Her anger at Lash had been a sustenance while she’d been jailed and abused, and she’d thought it would have kept her going outside as well. But the instant she’d made that call to Rehv, all her energy had drained out of her and left her nothing but a heartbeat. And not much of one at that.
John moved his wrist even closer . . . so that his skin brushed against her mouth.
Her fangs elongated in a sluggish push at the same time her heart hiccuped like it wasn’t working right.
She had a choice in this quiet, charged moment: Take his vein and stick around. Deny him and die in front of him in the next hour or so. Because he was going nowhere.
Moving her hand from her face, she shifted her eyes to him. He was as beautiful as always, his face the kind of thing females dreamed of.
Lifting her palm, she reached up to him.
Surprise flared in his eyes and then he bent down so that her hand landed against his warm cheek.
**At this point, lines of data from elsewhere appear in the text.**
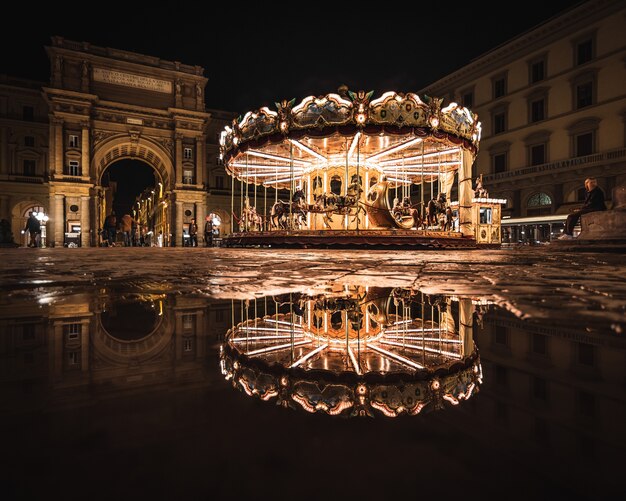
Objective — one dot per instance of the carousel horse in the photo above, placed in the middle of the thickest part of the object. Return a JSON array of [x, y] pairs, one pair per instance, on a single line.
[[403, 211], [331, 203], [281, 211], [250, 220], [435, 208], [448, 219], [479, 190]]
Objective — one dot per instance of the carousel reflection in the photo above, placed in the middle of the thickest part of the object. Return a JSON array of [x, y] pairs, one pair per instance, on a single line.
[[355, 351]]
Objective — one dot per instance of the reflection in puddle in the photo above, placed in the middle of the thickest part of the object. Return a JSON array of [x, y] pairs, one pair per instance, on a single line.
[[355, 351], [552, 398], [132, 317]]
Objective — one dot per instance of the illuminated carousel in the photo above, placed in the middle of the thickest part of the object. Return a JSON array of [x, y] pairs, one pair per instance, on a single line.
[[355, 352], [349, 169]]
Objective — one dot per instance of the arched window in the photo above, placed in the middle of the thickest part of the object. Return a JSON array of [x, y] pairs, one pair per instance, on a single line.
[[539, 204], [335, 185], [336, 320]]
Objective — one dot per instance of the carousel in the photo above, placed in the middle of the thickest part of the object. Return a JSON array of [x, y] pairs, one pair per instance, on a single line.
[[355, 351], [348, 169]]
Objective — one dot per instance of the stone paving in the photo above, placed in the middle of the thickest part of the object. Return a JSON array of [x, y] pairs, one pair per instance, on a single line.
[[586, 291]]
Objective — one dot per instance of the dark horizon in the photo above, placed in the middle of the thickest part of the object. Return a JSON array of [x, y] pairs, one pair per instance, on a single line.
[[257, 58]]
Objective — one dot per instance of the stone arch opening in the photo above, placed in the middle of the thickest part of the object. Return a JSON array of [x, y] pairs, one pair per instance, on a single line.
[[19, 217], [148, 204]]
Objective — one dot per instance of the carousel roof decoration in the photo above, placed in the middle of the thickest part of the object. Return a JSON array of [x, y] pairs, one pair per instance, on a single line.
[[356, 352], [402, 136]]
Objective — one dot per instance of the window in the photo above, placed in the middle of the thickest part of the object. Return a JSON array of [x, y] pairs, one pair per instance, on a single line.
[[500, 375], [219, 315], [72, 332], [468, 99], [501, 335], [28, 113], [502, 412], [583, 144], [586, 404], [28, 332], [499, 162], [499, 86], [537, 71], [583, 136], [73, 168], [542, 432], [188, 322], [537, 154], [584, 51], [538, 110], [73, 357], [486, 215], [584, 95], [29, 167], [539, 204], [539, 344], [499, 122], [586, 354], [540, 388], [188, 175]]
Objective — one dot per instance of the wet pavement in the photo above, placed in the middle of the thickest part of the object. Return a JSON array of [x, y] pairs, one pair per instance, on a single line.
[[116, 379], [532, 282]]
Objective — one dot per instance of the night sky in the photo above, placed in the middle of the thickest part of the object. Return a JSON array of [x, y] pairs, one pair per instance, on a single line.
[[254, 57]]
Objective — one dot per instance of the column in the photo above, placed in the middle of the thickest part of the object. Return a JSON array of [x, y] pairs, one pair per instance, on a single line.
[[58, 147], [177, 234], [4, 150], [84, 161], [200, 215], [58, 222], [4, 208], [179, 159], [56, 352], [466, 326], [200, 161], [84, 345], [85, 219], [465, 194], [51, 147]]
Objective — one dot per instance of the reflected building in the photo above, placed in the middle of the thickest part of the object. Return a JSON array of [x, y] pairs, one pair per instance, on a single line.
[[355, 351], [552, 110], [553, 387], [78, 346]]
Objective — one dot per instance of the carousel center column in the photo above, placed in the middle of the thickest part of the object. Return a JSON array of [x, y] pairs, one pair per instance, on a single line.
[[58, 221], [177, 234], [465, 194], [85, 226]]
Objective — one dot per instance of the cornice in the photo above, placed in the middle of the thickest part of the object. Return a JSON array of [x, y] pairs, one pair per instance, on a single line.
[[526, 43]]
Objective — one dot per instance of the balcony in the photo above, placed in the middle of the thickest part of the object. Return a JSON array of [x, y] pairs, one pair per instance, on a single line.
[[558, 166], [18, 178]]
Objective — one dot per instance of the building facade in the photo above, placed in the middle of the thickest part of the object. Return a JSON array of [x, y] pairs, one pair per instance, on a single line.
[[103, 105], [552, 103]]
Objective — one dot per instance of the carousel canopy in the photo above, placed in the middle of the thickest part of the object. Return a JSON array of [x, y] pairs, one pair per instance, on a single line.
[[402, 137]]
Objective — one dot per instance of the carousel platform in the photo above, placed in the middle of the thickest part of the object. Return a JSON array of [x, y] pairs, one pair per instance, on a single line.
[[423, 239]]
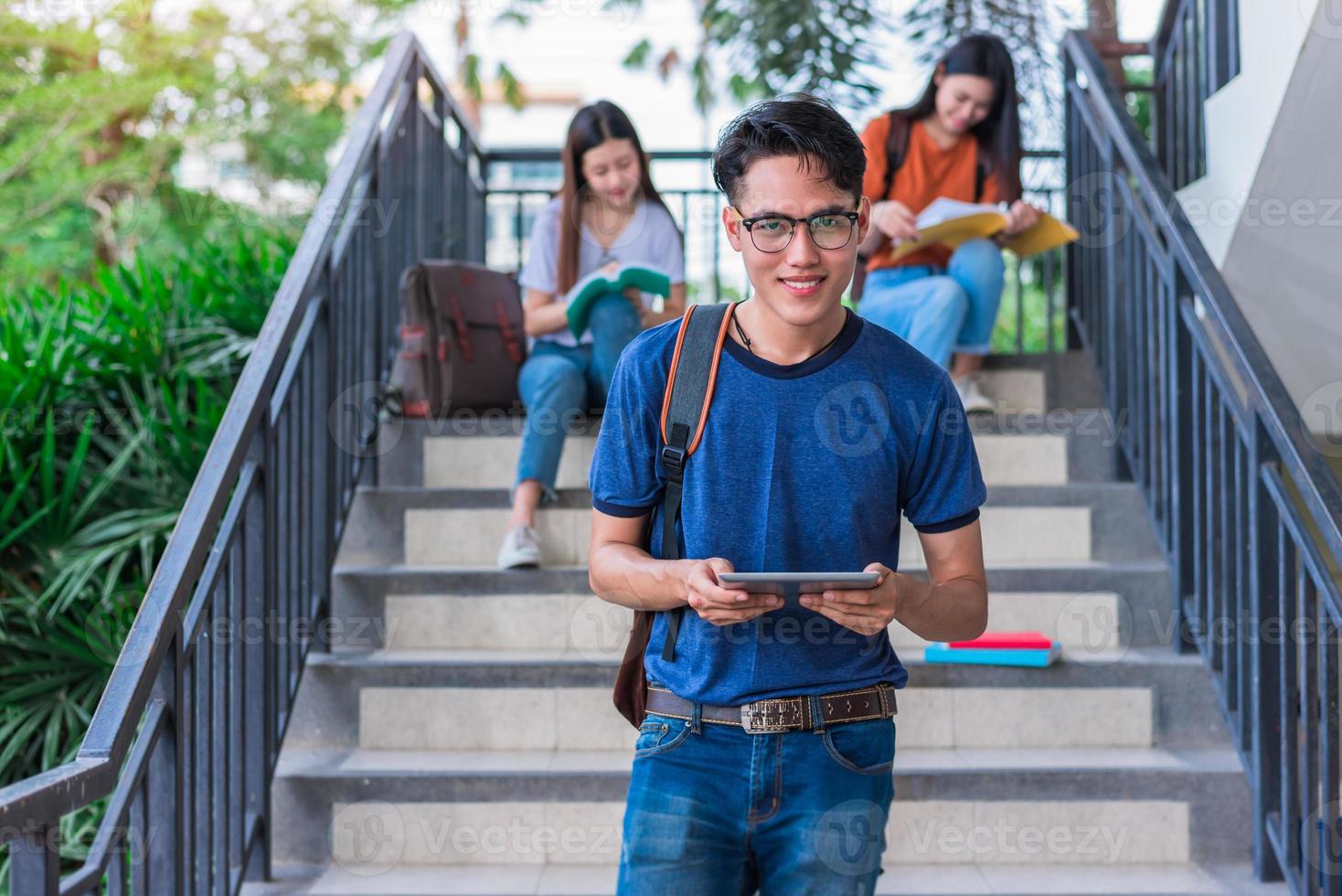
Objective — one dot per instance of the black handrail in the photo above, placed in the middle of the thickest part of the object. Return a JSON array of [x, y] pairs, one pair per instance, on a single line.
[[1243, 499], [174, 742]]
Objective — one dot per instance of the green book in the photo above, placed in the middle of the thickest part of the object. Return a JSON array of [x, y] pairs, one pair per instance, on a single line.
[[599, 283]]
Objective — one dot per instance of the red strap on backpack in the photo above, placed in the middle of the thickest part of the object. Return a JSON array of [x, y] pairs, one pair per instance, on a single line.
[[514, 347]]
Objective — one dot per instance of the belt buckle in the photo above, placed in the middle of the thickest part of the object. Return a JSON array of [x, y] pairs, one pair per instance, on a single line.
[[768, 717]]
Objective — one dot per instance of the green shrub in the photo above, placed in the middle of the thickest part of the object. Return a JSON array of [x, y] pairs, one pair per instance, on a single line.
[[111, 393]]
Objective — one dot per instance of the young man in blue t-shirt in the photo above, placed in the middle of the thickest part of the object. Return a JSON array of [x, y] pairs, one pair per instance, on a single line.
[[823, 430]]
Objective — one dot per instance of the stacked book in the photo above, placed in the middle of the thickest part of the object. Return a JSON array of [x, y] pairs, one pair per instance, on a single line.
[[996, 648]]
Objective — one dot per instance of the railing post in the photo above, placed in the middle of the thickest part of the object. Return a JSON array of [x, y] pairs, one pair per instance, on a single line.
[[258, 709], [35, 861], [1181, 447], [165, 827], [1264, 608], [1072, 251]]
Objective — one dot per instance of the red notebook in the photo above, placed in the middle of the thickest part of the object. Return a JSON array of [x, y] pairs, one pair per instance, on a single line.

The effort of keeping her arm elevated proved to be too much, but as her fingers trembled, he put his own palm over hers, holding it in place.
His deep blue eyes were a kind of heaven, the color like that of a warm, darkening sky.
She had a decision to make here. Take his vein or . . .
As she couldn’t find the energy to finish the thought, she felt as though she’d lost herself: going by the fact that she appeared to be conscious, she guessed she was alive—and yet she wasn’t in her own skin. Her fight was long gone, the thing that had defined her most in the world having evaporated. Which made sense. She had no interest in living anymore and she couldn’t fake that, not for him, not for herself.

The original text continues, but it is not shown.